Many of us see humanity’s destructive ways and are appalled. But the ideas needed to change society, even ourselves, seem beyond us. We see the problem but don’t know the solution. Therefore, it’s good to have a field guide to help us understand why we behave so destructively and to teach us a new way that will not only sustain us globally but fulfill us personally.
Why a field guide?
A field guide is a handy way to identify and learn things about a species in its habitat and to understand its behavior, growth processes, life cycle and survivability. In this field guide, the two species identified are both human and share a habitat—our planet home, Earth. The species are Homo sapiens, which have been around for the last seventy thousand years or so, and Homo veritas, which are just evolving into being. This guide identifies two intermediate types of human as well, Rebels and Seekers, both of which are also described in detail.
In essence this field guide delineates four categories of human beings, each in a different place along the evolutionary path to consciousness. The guide investigates how trauma and truth affect the behavior and attitudes of these four types throughout a maturational process that roughly parallels the life cycle. By studying how each type responds to the developmental stages of life’s progression as well as different facets of general living, we can assess ourselves and our degree of maturity, both as individuals and a species. We see who will evolve and survive—and who won’t and why.

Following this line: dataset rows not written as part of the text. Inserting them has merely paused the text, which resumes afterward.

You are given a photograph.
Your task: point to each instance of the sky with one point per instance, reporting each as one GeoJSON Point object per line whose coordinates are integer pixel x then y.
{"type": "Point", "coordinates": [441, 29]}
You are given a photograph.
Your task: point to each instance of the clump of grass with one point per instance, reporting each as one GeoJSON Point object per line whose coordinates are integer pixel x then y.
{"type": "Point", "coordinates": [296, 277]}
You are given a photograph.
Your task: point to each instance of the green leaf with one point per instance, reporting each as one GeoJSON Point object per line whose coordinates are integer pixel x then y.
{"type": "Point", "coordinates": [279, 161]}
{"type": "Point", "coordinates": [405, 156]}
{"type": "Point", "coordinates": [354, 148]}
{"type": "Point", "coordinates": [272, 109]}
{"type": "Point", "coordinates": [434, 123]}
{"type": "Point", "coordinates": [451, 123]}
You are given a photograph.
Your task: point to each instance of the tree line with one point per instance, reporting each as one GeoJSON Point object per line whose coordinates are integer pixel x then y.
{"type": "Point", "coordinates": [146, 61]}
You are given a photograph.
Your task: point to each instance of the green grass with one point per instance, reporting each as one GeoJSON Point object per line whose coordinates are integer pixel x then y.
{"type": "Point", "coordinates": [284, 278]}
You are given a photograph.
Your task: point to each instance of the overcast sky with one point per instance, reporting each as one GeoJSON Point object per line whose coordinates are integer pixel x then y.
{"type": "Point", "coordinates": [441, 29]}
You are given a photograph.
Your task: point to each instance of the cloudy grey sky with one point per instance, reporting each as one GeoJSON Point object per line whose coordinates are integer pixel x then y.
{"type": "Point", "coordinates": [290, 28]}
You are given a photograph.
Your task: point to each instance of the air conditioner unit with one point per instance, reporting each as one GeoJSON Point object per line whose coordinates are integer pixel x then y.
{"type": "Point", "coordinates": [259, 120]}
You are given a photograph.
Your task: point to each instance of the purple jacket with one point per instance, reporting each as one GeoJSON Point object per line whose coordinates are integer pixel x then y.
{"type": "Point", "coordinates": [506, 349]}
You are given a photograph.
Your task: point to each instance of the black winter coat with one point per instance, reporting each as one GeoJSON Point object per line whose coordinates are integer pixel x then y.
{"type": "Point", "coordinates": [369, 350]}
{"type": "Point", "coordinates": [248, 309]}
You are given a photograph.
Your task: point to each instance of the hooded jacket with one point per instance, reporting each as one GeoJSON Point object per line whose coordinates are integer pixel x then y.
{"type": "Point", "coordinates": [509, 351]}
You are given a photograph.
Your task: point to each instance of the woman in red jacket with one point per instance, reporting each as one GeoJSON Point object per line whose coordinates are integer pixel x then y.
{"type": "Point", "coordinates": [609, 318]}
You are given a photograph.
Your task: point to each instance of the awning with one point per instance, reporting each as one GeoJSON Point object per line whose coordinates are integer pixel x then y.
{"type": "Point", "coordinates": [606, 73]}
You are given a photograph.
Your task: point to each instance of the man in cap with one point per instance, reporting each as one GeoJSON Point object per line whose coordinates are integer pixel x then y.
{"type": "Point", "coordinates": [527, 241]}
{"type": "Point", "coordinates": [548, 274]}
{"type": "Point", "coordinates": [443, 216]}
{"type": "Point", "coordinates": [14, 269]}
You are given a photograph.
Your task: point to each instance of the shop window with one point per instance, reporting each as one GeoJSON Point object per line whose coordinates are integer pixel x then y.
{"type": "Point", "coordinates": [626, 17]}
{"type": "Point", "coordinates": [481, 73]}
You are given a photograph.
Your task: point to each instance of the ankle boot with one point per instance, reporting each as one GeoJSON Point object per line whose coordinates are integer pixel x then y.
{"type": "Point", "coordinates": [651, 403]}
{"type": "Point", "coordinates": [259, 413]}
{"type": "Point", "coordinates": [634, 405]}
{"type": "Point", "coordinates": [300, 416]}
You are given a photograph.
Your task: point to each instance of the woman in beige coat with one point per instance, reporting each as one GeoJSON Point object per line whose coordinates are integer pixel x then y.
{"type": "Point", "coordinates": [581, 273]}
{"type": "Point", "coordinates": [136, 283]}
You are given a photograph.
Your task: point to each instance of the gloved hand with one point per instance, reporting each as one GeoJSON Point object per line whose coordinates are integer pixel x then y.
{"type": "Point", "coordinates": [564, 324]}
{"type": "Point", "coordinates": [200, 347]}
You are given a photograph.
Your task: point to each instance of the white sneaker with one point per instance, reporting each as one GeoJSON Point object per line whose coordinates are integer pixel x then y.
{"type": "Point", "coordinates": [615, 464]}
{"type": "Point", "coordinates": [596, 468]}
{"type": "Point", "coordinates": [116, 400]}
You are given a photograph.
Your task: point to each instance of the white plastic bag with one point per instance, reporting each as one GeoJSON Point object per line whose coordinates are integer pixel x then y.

This field guide illustrates something that we as a species sorely lack: a perspective on our behavior and, more deeply, an understanding of our life’s purpose—our reason for being.
Hope for a new species
This is a book of hope. Suffused throughout these pages is the message that truth and nature are stronger than the lies of troubled humanity. Some of us are awakening to this reality, this new way of being. We are becoming increasingly conscious of and consonant with truth and nature. We are becoming Homo veritas at last. Living this higher way sends a ripple through the universe that affects the unconscious masses and evolution’s course. One thing we have learned is that it only takes a few to change the world.